Single by Red Foley
- B-side: "Sugar-Foot Rag"
- Published: January 11, 1950 by Acuff-Rose Publications, Inc., Nashville
- Released: December 1949
- Recorded: November 7, 1949
- Studio: Castle Studio, Nashville
- Genre: Country & Western
- Label: Decca 46205
- Songwriter(s): Harry Stone, Jack Stapp
- Producer(s): Owen Bradley

Red Foley singles chronology
| "Tennessee Polka" (1949) | "Chattanoogie Shoe Shine Boy" (1949) | "Birmingham Bounce" (1950) |

= Chattanoogie Shoe Shine Boy =

1950 song by Harry Stone and Jack Stapp

"Chattanoogie Shoe Shine Boy" (also known as "Chattanooga Shoe Shine Boy") is a popular song written by Harry Stone and Jack Stapp and published in 1950. It is the signature song of Red Foley who recorded it in late 1949. The song has been covered by many artists, including Bing Crosby, Frank Sinatra, and Faron Young who scored a hit with the song in 1959.

Many versions of the song charted in 1950, but the most successful was by Red Foley, whose recording, produced by Owen Bradley at the Castle Studio in Nashville, was released by Decca Records as catalog number 46205. The record first reached the Billboard charts on January 13, 1950, and lasted 15 weeks on the chart, peaking at number one. Foley's recording also went to number one on the country chart and stayed at the top spot for three months. It featured guitarist Grady Martin.

Other charting versions were recorded by Bing Crosby, Frank Sinatra, Phil Harris, Bradford & Romano and Bill Darnel.
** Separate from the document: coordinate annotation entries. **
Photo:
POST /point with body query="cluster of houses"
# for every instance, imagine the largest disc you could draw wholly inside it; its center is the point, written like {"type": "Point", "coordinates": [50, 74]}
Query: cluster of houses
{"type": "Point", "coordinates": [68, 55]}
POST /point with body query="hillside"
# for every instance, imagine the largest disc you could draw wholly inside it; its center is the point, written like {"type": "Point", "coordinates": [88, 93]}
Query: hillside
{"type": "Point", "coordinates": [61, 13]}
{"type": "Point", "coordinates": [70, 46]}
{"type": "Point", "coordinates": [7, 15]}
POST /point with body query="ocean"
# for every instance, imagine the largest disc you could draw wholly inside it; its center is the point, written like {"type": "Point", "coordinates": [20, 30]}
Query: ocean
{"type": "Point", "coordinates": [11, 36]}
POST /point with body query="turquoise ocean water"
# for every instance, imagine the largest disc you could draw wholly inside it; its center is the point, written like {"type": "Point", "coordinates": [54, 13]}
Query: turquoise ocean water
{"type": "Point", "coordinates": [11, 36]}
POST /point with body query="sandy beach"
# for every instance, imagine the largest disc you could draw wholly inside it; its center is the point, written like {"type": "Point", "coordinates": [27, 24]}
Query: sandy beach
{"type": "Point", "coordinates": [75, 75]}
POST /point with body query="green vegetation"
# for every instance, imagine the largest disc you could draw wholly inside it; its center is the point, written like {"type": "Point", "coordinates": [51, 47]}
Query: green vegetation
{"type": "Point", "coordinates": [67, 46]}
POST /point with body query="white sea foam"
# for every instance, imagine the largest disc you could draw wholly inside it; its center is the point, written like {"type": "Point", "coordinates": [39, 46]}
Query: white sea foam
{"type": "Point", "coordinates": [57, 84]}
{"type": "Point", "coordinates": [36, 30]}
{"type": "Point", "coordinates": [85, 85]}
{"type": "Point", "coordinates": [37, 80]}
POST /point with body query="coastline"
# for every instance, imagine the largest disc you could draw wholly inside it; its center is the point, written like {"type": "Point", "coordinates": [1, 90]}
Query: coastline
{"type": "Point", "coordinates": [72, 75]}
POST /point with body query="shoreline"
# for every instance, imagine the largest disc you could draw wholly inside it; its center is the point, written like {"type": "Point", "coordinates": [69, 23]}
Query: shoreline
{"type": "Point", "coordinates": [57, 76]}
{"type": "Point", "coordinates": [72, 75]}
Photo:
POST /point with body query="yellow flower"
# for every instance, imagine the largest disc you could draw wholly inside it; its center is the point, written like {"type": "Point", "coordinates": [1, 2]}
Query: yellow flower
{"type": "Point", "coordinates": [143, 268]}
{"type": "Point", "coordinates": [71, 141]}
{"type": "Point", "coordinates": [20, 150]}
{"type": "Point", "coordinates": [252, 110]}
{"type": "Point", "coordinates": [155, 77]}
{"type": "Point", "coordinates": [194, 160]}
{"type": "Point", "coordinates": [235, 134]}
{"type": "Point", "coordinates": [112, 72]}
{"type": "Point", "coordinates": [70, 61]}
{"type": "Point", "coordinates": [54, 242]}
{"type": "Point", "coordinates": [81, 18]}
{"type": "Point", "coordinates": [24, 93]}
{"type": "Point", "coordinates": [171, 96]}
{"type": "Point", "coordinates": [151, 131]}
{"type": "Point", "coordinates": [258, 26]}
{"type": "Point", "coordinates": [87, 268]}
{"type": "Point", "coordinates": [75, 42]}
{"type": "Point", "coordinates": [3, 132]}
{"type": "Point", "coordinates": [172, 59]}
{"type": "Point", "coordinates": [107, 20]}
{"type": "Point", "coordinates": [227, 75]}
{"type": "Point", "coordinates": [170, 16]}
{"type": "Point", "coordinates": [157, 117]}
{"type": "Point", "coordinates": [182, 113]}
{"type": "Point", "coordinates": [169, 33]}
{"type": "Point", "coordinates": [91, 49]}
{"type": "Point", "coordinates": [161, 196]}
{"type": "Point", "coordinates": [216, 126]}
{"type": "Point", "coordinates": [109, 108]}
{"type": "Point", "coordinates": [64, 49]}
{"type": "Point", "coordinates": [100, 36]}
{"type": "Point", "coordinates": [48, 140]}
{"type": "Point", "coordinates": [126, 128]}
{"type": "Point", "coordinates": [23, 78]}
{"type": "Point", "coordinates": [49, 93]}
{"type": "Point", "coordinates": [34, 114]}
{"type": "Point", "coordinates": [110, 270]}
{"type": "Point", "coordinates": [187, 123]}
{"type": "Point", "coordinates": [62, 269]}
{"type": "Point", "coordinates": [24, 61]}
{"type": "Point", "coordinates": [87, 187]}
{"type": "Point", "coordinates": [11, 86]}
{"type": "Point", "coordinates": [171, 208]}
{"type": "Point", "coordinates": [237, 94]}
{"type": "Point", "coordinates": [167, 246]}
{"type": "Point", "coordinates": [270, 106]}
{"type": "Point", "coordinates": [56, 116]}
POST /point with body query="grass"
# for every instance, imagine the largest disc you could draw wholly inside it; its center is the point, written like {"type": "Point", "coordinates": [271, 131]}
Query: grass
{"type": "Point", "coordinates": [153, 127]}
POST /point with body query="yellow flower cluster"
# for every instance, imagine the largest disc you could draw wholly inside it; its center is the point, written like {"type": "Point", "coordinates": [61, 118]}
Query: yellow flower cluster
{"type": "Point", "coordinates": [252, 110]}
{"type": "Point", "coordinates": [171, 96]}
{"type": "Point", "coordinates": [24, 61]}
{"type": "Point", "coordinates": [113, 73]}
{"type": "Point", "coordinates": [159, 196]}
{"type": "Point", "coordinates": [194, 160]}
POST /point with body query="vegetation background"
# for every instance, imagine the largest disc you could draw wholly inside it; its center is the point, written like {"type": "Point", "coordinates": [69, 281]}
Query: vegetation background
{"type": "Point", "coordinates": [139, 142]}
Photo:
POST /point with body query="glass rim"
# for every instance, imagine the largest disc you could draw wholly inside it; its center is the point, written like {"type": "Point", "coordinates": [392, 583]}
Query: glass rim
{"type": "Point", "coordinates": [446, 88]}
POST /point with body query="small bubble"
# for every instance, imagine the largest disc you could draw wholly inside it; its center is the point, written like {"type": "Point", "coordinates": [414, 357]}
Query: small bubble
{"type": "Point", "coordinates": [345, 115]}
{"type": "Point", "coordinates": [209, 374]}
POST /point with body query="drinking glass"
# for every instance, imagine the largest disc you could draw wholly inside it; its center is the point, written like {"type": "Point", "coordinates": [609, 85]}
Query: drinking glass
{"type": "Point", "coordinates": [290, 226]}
The Crosby recording was made on January 3, 1950 and was released by Decca Records as catalog number 24863. The record first reached the Billboard charts on February 4, 1950, and lasted 13 weeks on the chart, peaking at number four.

The Sinatra recording was released by Columbia Records as catalog number 38708. The record first reached the Billboard charts on March 10, 1950, and lasted one week on the chart, at number 24.
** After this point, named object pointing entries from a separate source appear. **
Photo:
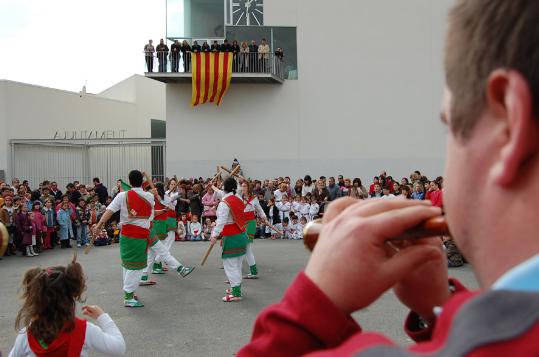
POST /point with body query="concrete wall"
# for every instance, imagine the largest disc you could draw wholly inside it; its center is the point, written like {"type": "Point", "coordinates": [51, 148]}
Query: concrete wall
{"type": "Point", "coordinates": [370, 103]}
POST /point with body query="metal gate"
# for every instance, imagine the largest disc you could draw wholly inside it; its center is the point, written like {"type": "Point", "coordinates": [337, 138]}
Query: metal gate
{"type": "Point", "coordinates": [67, 161]}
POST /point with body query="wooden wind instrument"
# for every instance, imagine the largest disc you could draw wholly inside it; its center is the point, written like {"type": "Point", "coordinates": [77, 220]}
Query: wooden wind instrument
{"type": "Point", "coordinates": [433, 227]}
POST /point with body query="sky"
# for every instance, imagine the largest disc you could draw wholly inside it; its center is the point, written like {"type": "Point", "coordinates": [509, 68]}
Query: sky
{"type": "Point", "coordinates": [65, 43]}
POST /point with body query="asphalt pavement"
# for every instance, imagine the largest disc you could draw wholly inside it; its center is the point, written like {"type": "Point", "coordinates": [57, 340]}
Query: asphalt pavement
{"type": "Point", "coordinates": [185, 316]}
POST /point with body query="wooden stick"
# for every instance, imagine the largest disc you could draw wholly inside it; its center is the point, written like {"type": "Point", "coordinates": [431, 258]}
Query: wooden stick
{"type": "Point", "coordinates": [207, 254]}
{"type": "Point", "coordinates": [274, 228]}
{"type": "Point", "coordinates": [234, 172]}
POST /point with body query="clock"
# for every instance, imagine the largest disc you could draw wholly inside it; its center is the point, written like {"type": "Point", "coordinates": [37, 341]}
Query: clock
{"type": "Point", "coordinates": [245, 12]}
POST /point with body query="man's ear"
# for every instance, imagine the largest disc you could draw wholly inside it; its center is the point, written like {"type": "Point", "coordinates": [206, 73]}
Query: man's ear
{"type": "Point", "coordinates": [510, 100]}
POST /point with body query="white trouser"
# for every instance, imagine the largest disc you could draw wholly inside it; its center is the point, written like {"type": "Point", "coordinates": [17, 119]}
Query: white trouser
{"type": "Point", "coordinates": [158, 249]}
{"type": "Point", "coordinates": [233, 270]}
{"type": "Point", "coordinates": [167, 243]}
{"type": "Point", "coordinates": [249, 255]}
{"type": "Point", "coordinates": [131, 279]}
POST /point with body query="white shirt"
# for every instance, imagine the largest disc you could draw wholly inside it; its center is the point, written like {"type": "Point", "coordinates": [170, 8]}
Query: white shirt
{"type": "Point", "coordinates": [224, 217]}
{"type": "Point", "coordinates": [254, 206]}
{"type": "Point", "coordinates": [119, 203]}
{"type": "Point", "coordinates": [105, 338]}
{"type": "Point", "coordinates": [195, 229]}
The Harris recording was released by RCA Victor Records as a 78 rpm single (catalog number 20-3692) and a 45 rpm single (catalog number 47-3216). The record first reached the Billboard charts on March 17, 1950, and lasted two weeks on the chart, peaking at No. 26.
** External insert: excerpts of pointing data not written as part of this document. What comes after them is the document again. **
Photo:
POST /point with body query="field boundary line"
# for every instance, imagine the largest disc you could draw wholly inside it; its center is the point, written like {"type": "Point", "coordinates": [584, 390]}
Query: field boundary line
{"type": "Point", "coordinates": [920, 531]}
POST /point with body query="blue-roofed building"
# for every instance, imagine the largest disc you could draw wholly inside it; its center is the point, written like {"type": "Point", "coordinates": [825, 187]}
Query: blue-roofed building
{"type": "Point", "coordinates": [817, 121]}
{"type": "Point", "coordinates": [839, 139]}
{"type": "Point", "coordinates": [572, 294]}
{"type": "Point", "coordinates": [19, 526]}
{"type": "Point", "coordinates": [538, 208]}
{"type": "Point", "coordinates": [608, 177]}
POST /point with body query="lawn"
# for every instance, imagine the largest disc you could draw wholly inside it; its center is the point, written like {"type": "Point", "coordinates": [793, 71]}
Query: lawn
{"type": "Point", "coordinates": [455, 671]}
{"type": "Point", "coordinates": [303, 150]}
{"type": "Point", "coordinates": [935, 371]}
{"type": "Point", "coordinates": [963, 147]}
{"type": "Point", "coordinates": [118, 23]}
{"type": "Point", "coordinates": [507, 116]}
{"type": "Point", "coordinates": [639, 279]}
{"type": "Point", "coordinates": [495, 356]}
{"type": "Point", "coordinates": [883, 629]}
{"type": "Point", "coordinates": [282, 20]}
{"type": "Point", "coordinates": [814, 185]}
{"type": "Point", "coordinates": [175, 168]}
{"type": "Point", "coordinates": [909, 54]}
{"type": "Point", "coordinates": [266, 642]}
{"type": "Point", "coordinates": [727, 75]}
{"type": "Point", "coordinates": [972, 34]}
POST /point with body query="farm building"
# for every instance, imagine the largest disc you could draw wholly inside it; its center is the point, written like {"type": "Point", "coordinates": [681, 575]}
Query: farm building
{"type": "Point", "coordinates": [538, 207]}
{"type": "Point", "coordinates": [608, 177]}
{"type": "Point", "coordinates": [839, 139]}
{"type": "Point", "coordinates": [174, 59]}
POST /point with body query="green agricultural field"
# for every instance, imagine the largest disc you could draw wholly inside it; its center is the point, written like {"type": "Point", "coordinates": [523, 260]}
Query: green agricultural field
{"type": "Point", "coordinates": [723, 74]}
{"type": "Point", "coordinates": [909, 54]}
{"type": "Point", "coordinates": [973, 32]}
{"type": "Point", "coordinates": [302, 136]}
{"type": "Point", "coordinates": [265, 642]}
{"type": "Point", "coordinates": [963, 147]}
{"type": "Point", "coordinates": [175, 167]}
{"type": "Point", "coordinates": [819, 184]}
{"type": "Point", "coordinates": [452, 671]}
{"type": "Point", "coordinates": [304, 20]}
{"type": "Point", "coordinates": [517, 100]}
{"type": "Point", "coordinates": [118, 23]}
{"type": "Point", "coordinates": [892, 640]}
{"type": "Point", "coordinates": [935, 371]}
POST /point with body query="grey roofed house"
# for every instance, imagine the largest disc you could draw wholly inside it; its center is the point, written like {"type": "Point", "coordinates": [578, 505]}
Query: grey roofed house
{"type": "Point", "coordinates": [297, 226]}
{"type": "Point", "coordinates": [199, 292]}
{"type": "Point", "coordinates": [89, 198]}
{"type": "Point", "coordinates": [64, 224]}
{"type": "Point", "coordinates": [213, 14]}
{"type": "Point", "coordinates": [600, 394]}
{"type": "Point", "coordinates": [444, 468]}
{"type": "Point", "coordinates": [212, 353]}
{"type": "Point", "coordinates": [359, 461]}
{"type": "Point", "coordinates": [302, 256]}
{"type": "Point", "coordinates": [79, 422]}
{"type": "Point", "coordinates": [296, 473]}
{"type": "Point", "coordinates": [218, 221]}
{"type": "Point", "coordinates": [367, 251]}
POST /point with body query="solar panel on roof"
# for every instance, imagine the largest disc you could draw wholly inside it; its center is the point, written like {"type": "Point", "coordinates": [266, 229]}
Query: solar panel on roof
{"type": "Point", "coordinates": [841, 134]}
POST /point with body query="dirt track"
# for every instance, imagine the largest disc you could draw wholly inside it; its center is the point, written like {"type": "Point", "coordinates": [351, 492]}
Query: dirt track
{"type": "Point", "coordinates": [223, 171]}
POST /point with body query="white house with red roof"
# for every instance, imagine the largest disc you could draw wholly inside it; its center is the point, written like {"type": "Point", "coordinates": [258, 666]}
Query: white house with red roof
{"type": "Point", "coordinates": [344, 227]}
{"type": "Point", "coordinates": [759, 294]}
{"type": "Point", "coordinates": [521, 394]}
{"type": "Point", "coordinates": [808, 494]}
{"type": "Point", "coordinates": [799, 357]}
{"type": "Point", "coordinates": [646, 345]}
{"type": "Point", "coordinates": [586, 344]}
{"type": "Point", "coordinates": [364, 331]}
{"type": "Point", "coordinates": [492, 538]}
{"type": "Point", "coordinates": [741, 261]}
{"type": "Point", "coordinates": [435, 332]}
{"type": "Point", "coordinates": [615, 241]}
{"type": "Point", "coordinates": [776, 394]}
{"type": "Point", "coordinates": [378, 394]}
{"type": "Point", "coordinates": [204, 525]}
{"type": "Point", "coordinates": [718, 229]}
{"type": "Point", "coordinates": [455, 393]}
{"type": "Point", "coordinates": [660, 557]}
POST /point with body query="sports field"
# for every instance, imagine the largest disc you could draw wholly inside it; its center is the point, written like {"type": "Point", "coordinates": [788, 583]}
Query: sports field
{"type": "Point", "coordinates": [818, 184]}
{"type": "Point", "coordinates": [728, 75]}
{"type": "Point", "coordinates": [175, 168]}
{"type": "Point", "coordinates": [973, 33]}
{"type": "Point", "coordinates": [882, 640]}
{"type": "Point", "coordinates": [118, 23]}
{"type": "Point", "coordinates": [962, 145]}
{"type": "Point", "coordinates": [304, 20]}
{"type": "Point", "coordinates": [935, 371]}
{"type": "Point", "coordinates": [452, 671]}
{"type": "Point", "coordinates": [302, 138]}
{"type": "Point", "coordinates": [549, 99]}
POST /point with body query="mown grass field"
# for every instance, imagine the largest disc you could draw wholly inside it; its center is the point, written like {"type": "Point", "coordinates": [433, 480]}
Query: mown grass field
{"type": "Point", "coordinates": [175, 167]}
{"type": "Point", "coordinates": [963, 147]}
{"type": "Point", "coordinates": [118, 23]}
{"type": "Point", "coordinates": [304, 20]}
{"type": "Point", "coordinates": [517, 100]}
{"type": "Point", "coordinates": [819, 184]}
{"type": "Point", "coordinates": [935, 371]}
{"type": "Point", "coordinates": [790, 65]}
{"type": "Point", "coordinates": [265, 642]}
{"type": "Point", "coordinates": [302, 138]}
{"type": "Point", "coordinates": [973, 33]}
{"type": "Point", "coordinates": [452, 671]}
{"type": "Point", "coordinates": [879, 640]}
The Darnel recording was released by Coral Records as catalog number 60147. The record first reached the Billboard charts on March 3, 1950, and lasted one week on the chart, at No. 26.

==Other versions==
- Pat Boone on the album Howdy! 1957.
- Freddy Cannon recorded it for his debut 1960 album The Explosive Freddy Cannon. As a single from the album, it charted at #34 on the Billboard Hot 100 on March 19, 1960.